2-: From A Jungle “Opera” That Was Never Sung, by ‘R. G. W’, published in the Yorkshire Evening Post (Leeds, Yorkshire, England) of Wednesday 13th March 1946—in the British Army, gunner designates all privates of artillery:

“Let’s write an opera,” said Michael to me one evening in the canteen. We were in the middle of a jungle in India, sipping tea and eating sandwiches. Opera seemed out of place.
But I said “O.K. […].”
[…]
The basic plot was simple. It dealt with the rise to the rank of major of Gunner Joe Soap and the decline to the rank of gunner of Major Roder-Hedd. The final scene was intended to show the War Office how the Army should be run!

3-: From New Army Act ‘Inevitable’, by a solicitor, published in the Reveille (London, England) of Thursday 3rd October 1946:

When the Air Council refuses to reopen Mr. Pensotti’s case the very pinnacle of callousness and pigheadedness is reached. Here you have a rising young barrister of really excellent character, who very properly joins up when war is declared. By 1941 he becomes a Judge-Advocate. Then he offends a senior officer, and certain very serious accusations are made. He is court-martialled and dismissed the service.
If the affair is not reported in the Press, owing to his being overseas, the award becomes public because it is gazetted. The unfortunate and undoubtedly innocent gentleman has a life of misery until he is cleared as far as his profession is concerned by the Parliament of Benchers (several of them being High Court Judges).
He then petitions the Ministry, but the petition is rejected. The latest we have heard is that this hopeless collection of troglodytes has again rejected the honest lawyer’s plea.
[…]
If this type of abuse can cripple temporarily an eminent barrister career, what chance has the average Joe Soap who offends an N.C.O. [= non-commissioned officer] or an officer, either at home or abroad?

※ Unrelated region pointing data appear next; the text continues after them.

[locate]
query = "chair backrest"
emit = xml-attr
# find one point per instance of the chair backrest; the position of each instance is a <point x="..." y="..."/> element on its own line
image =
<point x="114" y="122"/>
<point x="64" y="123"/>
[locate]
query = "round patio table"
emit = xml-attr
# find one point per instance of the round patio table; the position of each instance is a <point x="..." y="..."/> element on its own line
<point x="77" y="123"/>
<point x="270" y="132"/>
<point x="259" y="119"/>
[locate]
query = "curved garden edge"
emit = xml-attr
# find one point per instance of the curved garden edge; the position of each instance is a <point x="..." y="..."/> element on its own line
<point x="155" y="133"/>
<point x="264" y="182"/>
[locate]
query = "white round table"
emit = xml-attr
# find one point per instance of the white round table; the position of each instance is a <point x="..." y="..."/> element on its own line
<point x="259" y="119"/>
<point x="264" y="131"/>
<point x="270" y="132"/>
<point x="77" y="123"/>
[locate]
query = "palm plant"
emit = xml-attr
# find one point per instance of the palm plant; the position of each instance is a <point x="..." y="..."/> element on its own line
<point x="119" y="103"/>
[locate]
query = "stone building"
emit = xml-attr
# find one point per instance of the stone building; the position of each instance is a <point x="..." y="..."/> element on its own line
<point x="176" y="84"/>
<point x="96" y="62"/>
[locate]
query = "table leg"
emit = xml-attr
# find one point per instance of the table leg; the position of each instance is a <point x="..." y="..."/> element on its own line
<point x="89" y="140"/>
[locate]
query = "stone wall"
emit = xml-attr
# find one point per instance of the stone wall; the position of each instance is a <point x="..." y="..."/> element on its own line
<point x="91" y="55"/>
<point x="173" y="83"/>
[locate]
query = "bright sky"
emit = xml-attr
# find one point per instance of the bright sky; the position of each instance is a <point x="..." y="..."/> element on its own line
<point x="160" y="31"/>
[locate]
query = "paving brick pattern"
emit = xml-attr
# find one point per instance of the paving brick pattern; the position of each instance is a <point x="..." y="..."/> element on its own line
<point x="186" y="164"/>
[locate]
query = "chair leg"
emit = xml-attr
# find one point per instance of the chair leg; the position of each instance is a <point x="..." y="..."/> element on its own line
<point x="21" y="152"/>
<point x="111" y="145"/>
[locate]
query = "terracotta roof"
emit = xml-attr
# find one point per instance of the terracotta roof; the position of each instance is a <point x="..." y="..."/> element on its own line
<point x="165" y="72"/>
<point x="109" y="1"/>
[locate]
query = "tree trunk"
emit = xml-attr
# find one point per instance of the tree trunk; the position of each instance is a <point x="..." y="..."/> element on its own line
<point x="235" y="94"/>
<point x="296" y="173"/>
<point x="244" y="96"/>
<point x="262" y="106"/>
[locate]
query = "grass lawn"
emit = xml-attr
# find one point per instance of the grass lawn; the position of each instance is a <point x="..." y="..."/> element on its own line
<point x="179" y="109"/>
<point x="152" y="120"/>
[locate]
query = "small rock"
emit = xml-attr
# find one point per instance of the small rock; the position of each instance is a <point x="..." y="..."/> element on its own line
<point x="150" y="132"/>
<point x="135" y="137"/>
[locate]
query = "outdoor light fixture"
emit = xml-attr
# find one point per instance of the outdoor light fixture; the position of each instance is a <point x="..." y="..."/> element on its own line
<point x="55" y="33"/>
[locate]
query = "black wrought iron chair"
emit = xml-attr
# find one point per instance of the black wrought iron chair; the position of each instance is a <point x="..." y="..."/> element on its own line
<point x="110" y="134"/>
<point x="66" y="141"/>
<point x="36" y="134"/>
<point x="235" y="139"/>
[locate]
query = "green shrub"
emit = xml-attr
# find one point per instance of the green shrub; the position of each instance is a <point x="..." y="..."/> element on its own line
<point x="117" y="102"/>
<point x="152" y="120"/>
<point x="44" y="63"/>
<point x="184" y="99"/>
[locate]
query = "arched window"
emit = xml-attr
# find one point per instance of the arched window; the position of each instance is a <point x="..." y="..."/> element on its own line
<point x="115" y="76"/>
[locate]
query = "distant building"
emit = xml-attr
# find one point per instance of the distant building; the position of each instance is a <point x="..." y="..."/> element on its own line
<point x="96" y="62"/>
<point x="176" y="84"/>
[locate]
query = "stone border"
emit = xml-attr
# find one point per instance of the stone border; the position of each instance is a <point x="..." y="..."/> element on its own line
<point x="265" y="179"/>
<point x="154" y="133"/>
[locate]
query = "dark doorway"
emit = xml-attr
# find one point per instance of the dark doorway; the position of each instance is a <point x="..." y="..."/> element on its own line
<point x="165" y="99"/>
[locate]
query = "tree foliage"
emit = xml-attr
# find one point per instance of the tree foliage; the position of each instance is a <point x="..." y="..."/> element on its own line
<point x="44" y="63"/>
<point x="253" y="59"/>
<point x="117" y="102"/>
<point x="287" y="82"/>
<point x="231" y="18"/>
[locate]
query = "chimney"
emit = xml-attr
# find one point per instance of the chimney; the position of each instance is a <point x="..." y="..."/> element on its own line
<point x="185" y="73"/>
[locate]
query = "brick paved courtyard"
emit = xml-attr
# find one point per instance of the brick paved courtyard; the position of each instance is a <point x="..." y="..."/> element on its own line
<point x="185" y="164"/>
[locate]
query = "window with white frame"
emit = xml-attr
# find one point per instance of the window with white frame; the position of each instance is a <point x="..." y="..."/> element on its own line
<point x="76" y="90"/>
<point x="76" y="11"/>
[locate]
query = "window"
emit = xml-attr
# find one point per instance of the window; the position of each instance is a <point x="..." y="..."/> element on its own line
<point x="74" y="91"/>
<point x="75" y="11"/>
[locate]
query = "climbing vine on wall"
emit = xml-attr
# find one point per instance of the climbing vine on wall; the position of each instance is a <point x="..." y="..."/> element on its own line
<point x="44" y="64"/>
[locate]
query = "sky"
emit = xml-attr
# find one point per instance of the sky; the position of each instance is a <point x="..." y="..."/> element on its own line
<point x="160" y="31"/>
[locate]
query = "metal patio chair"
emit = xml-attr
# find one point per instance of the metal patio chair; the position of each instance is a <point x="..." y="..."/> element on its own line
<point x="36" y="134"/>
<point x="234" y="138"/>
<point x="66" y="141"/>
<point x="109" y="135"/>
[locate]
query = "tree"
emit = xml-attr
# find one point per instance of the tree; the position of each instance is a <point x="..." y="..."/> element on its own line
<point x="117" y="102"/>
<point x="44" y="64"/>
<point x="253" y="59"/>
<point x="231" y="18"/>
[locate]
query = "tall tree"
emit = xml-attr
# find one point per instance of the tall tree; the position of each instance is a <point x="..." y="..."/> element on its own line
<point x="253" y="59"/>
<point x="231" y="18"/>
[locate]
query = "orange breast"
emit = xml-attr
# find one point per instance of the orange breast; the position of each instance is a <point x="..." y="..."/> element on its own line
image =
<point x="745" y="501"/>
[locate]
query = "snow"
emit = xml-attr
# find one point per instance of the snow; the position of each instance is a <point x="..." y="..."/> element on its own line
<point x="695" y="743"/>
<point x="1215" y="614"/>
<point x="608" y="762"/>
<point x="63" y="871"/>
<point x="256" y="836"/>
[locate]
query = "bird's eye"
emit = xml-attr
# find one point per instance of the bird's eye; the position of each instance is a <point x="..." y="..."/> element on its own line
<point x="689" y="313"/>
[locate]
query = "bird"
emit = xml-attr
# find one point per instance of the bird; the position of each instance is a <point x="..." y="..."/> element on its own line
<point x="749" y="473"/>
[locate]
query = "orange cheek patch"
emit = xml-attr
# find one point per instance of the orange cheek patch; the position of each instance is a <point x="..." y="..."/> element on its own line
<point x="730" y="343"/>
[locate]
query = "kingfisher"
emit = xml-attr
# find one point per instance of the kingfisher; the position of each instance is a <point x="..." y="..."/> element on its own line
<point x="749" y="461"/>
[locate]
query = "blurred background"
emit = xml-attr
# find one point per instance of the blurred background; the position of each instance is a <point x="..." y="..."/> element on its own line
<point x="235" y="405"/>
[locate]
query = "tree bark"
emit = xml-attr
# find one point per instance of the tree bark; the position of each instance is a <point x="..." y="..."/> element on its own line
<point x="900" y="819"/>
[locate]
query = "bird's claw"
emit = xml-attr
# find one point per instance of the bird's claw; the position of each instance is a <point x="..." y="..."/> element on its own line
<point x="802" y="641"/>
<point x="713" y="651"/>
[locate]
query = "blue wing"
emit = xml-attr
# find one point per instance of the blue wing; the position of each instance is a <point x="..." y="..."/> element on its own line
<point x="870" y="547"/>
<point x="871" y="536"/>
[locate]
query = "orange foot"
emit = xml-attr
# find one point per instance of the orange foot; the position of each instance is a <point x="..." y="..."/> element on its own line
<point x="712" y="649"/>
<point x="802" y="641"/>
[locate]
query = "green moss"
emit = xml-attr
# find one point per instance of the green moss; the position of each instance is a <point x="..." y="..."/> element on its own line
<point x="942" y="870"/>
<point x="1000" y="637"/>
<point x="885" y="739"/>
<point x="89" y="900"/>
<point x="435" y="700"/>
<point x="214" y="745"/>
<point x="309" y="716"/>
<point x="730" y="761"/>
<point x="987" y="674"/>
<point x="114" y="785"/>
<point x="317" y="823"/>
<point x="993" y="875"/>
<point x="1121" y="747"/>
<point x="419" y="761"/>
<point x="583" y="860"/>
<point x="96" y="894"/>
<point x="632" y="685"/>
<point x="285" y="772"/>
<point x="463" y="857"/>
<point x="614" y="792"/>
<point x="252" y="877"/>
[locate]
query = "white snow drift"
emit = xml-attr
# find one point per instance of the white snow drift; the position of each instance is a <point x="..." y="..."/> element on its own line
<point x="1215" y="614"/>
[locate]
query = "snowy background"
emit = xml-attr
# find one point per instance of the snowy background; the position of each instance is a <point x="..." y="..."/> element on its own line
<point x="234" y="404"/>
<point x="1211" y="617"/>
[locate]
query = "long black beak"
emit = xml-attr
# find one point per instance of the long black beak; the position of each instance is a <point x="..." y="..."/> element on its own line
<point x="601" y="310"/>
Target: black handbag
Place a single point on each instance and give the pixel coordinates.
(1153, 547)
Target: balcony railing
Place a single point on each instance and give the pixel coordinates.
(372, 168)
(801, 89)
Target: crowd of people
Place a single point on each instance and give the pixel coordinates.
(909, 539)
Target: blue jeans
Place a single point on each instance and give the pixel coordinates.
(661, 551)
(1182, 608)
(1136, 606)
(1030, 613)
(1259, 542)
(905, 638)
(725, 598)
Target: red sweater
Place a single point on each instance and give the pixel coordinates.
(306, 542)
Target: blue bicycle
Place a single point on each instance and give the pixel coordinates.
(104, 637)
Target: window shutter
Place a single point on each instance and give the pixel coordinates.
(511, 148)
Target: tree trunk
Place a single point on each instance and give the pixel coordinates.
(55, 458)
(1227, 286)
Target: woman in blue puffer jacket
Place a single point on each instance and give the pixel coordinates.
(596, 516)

4-: From the column Seen and Heard, published in the Belfast Telegraph (Belfast, County Antrim, Northern Ireland) of Thursday 5th December 1946:

Joe Soap!”

No one will deny that life to-day is fairly closely bound by red tape. There were never so many laws, regulations and rules to comply with—never so many forms to be filled In. The suggestion has been made—and it is not a bad one—that every time the Government put a new form into circulation they should also publish a number of specimen copies, typical examples already filled in. This would go a long way towards simplifying matters for members of the general public.
The system that is adopted in the Army is not unlike this. When a particularly difficult form turns up for completion by the troops guidance examples are invariably posted on orderly room boards under the “signature” of a widely-known fictitious character:—“Private Joe Soap.”

The earliest occurrence that I have found of Joe Soap as a generic name for an average man is from the column From Day to Day, published in The Nottingham Journal (Nottingham, Nottinghamshire, England) of Saturday 12th April 1947:

What is […] surprising […] is [Councillor Dutton’s] assertion that a Corporation official is correct in expressing support in public for a committee recommendation before it has received the approval of the Council.
[…]
It is true, of course, that the Press is in a privileged position in being able to comment upon proposals which have still to come before the Council, but it is a privilege which is shared by members of the Council and by the public.
Thus, Coun. Dutton or any other member of the Council, or Mr. Joe Soap, as an ordinary ratepayer, or “Day to Day,” as a commentator, are all free to express opinions on a proposition to come before the Council—but it is a different matter to say that a Corporation official is equally entitled to do so.